14. Again in Masalti and Ors. v. State of U.P. this Court observed: (p. 209-210 para 14):
“But it would, we think, be unreasonable to contend that evidence given by witnesses should be discarded only on the ground that it is evidence of partisan or interested witnesses.The mechanical rejection of such evidence on the sole ground that it is partisan would invariably lead to failure of justice. No hard and fast rule can be laid down as to how much evidence should be appreciated Judicial approach has to be cautious in dealing with such evidence; but the plea that such evidence should be rejected because it is partisan cannot be accepted as correct.”
15. To the same effect is the decision in State of Punjab v. Jagir Singh and Lehna v. State of Haryana (2002 (3) SCC
16. Looked at from the aforesaid angle, the trial Court had erroneously discarded the prosecution evidence and the High Court was right in accepting their evidence.
17. One of the pleas raised by learned counsel for the appellants was that the injuries as noticed by the doctor are at variance with the ocular evidence. On a close reading of the evidence of eye-witnesses and the doctor’s report there is no noticeable variance. The mere fact that doctor said that injuries appeared to be on one side of the body and the witnesses said that attacks were from different sides, is too trifle an aspect. When three persons are attacking a person, the witnesses naturally get shocked. This is normal human conduct and the immediate reaction is to save the victim and to stop the assailants from further attacks. That is precisely what has been done by the eye-witnesses. It is only when the medical evidence totally improbabilises the ocular evidence, that the Court starts suspecting the veracity of the evidence and not otherwise.
18. In view of the fact that the order of acquittal was set aside by the High Court, we have gone through the evidence carefully and minutely in the background of submissions made by the learned counsel for the appellants. We find that, as rightly observed by the High Court, minor irrelevant factors were highlighted to discard credible, cogent and trustworthy evidence. It is true that an order of acquittal should not be lightly interfered with. This Court in a number of cases has held that though the appellate Court has full power to review the evidence upon which the order of acquittal is founded, still while exercising such an appellate power in a case of acquittal, the appellate Court should not only consider every matter on record having a bearing on the question of fact and the reasons given by the Courts below in support of its order of acquittal, it must express its reasons in the judgment which led it to hold that the acquittal is not justified.
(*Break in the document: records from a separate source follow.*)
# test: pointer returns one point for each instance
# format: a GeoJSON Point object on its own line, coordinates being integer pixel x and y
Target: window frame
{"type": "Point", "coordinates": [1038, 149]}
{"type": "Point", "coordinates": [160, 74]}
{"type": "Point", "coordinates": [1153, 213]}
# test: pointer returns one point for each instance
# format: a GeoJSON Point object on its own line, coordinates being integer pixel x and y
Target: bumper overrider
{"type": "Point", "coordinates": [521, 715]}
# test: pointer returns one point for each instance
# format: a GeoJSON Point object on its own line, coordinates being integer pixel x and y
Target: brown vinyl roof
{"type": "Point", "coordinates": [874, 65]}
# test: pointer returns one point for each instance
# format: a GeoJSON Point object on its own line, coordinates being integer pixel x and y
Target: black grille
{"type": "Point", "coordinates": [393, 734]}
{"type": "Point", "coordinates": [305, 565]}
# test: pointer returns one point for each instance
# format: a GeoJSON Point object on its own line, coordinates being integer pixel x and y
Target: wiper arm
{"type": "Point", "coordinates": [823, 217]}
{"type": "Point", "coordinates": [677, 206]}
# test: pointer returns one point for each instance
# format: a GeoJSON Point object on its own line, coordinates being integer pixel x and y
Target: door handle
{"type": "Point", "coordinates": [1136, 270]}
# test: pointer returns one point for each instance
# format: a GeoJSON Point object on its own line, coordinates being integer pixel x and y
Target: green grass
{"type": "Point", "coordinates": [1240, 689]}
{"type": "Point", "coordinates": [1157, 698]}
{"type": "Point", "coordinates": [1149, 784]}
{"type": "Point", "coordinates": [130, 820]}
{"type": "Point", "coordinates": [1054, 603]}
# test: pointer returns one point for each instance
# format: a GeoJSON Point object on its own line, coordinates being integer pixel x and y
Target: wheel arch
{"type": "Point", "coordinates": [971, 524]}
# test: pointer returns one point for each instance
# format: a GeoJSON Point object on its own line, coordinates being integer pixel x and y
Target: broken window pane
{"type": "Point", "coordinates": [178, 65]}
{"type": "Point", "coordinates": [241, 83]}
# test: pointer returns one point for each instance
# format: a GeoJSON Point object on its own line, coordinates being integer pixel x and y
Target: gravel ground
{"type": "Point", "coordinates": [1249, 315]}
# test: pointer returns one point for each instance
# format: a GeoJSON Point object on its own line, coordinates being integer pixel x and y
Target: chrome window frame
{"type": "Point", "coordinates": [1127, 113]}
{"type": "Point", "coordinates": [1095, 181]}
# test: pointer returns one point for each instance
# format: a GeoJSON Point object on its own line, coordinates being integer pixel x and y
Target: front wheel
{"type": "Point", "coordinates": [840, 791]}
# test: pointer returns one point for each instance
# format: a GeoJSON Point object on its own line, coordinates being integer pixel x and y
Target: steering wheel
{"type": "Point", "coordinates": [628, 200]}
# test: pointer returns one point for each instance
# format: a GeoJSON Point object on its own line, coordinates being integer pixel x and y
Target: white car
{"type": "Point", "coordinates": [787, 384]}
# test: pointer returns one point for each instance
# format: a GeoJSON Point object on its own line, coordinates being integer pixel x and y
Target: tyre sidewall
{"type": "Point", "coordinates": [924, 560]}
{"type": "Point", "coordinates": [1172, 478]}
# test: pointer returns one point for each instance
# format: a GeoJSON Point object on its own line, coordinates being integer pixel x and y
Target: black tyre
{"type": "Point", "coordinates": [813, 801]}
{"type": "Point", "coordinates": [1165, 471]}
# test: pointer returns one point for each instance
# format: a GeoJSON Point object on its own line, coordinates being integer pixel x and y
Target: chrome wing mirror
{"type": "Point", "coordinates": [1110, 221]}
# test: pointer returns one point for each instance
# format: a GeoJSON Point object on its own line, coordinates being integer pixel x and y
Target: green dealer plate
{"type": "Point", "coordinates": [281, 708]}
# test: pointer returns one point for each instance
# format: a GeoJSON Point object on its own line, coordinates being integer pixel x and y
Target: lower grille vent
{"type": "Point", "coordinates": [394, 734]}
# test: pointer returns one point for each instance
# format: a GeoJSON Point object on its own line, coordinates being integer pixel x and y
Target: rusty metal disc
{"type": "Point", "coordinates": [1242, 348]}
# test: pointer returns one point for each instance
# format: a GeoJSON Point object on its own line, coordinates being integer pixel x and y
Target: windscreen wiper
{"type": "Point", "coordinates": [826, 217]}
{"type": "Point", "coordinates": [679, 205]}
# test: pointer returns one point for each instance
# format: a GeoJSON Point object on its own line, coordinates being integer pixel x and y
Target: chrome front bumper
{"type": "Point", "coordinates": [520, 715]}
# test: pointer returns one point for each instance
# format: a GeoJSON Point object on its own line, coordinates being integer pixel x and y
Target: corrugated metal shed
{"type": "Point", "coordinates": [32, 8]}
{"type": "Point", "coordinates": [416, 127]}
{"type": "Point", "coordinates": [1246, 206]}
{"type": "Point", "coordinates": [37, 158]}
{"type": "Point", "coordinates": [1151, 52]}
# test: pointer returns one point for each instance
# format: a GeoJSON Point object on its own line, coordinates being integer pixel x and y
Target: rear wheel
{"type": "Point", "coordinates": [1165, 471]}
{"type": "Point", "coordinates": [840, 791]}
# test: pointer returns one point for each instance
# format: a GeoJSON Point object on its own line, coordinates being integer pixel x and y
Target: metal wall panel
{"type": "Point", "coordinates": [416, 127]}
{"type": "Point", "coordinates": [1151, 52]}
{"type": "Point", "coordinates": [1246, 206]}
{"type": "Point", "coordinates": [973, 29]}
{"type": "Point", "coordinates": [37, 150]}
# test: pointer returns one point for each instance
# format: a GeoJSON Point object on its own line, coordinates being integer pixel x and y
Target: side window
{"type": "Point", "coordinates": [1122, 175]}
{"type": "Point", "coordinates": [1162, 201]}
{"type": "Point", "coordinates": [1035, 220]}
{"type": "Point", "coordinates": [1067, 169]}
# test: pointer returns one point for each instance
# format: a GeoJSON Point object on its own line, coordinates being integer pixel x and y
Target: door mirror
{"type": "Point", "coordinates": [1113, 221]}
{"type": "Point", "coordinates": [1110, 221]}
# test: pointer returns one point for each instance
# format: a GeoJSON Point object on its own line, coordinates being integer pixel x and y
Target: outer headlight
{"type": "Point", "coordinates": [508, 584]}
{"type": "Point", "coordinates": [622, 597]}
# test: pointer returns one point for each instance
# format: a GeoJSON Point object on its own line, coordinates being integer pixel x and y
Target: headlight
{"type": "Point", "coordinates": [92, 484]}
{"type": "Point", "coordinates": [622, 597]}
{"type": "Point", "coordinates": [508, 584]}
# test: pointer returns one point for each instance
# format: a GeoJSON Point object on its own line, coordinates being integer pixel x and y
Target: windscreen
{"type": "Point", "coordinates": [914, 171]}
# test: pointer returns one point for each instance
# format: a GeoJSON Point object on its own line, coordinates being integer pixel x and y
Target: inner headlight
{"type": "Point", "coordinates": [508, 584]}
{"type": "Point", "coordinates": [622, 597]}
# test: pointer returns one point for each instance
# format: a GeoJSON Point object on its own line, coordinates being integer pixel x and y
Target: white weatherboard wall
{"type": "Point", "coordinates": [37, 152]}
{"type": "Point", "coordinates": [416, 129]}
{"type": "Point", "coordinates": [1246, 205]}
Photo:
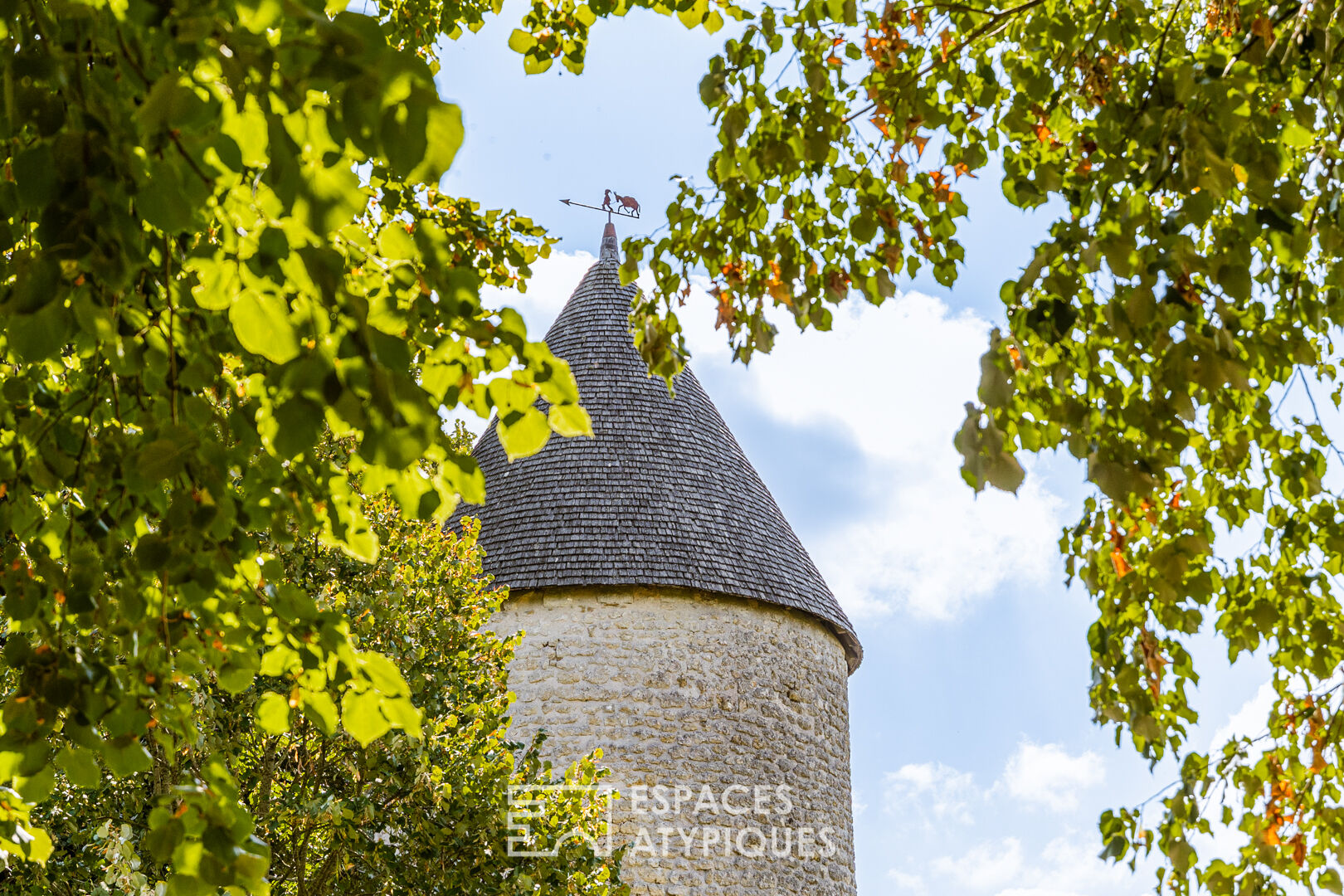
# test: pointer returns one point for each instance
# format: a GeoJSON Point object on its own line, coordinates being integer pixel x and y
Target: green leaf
{"type": "Point", "coordinates": [321, 709]}
{"type": "Point", "coordinates": [261, 323]}
{"type": "Point", "coordinates": [520, 41]}
{"type": "Point", "coordinates": [442, 134]}
{"type": "Point", "coordinates": [81, 767]}
{"type": "Point", "coordinates": [1298, 136]}
{"type": "Point", "coordinates": [523, 431]}
{"type": "Point", "coordinates": [362, 718]}
{"type": "Point", "coordinates": [273, 713]}
{"type": "Point", "coordinates": [127, 757]}
{"type": "Point", "coordinates": [570, 419]}
{"type": "Point", "coordinates": [39, 336]}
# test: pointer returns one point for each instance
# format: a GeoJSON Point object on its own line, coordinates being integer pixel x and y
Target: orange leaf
{"type": "Point", "coordinates": [726, 312]}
19. It is obligatory on the High Court while reversing an order of acquittal to consider and discuss each of the reasons given by the trial court to acquit the accused and then to dislodge those reasons. [See Chandu v. State of Maharashtra (2001) 4 SCALE 590) and Kashiram and Ors. v. State of M.P. ].
20. In the instant case, the High Court has discharged the aforesaid obligation as required and by careful analysis demolished each one of the fundamentally weak reasonings given by the trial court.
21. The inevitable result of this appeal is dismissal which we direct. The accused-appellants who are on bail are directed to surrender to custody to serve the remainder sentence.